Correlation

``Correlation" is a concept similar to cosine. A cosine measures the angle between two vectors. It is given by the dot product of the two vectors divided by their magnitudes:

$$c \eq { ({\bf x} \cdot {\bf y}) \over \sqrt{ ({\bf x} \cdot {\bf x}) ({\bf y} \cdot {\bf y}) } }$$ (48)

This is the sample normalized correlation we first encountered on page  as a quality measure of fitting one image to another.

Formally, the normalized correlation is defined using x and y as zero-mean, scalar, random variables instead of sample vectors. The summation is thus an expectation instead of a dot product:

$$c \eq {\E(xy) \over \sqrt{ \E(x^2)\, \E(y^2) } }$$ (49)

A practical difficulty arises when the ensemble averaging is simulated over a sample. The problem occurs with small samples and is most dramatically illustrated when we deal with a sample of only one element. Then the sample correlation is

$$\hat{c} \eq {xy \over \vert x\vert \, \vert y\vert} \eq \pm 1$$ (50)

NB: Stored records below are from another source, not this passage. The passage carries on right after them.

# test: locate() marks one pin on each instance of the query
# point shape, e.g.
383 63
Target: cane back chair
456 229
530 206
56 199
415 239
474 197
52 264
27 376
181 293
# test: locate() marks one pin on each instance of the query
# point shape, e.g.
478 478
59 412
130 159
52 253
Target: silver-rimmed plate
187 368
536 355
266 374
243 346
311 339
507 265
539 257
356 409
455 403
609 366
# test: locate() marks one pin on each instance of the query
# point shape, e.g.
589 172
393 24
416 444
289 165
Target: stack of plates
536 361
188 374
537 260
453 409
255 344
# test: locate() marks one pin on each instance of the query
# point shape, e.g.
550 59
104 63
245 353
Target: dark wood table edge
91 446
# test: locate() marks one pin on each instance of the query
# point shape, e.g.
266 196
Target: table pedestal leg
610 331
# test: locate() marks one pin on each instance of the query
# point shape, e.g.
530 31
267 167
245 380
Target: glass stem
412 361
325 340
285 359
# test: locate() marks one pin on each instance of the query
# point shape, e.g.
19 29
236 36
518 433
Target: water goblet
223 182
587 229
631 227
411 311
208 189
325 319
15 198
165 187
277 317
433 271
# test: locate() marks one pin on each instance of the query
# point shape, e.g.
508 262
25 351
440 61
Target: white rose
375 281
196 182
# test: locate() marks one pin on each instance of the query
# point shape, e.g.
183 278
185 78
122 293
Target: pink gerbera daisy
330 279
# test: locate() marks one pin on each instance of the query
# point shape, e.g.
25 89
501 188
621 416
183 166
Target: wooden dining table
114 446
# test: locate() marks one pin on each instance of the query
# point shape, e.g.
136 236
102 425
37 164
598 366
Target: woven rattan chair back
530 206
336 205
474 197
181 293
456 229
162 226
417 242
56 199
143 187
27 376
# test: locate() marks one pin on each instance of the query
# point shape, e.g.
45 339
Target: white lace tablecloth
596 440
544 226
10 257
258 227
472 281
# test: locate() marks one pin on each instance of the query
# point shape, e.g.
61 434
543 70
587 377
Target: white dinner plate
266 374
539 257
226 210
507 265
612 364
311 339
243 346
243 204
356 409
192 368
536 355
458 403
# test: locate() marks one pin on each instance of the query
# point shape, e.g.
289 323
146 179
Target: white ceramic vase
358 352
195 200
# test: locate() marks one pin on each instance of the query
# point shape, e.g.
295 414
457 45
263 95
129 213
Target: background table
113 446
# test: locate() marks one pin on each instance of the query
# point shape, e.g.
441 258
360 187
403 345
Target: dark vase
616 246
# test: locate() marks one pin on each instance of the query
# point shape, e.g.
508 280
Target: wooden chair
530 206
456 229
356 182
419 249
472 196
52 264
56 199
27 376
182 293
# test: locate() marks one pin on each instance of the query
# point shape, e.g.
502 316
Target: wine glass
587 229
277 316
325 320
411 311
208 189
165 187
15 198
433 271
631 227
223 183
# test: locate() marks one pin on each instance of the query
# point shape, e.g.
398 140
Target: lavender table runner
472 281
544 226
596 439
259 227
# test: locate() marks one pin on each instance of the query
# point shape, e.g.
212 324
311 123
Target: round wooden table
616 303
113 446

regardless of what value the random number x or the random number y should take. For any n, the sample correlation $\hat{c}$ scatters away from zero. Such scatter is called ``bias." The topic of bias and variance of coherency estimates is a complicated one, but a rule of thumb seems to be to expect bias and variance of $\hat{c}$ of about $1/\sqrt{n}$ for samples of size n. Bias, no doubt, accounts for many false ``discoveries,'' since cause-and-effect is often inferred from correlation.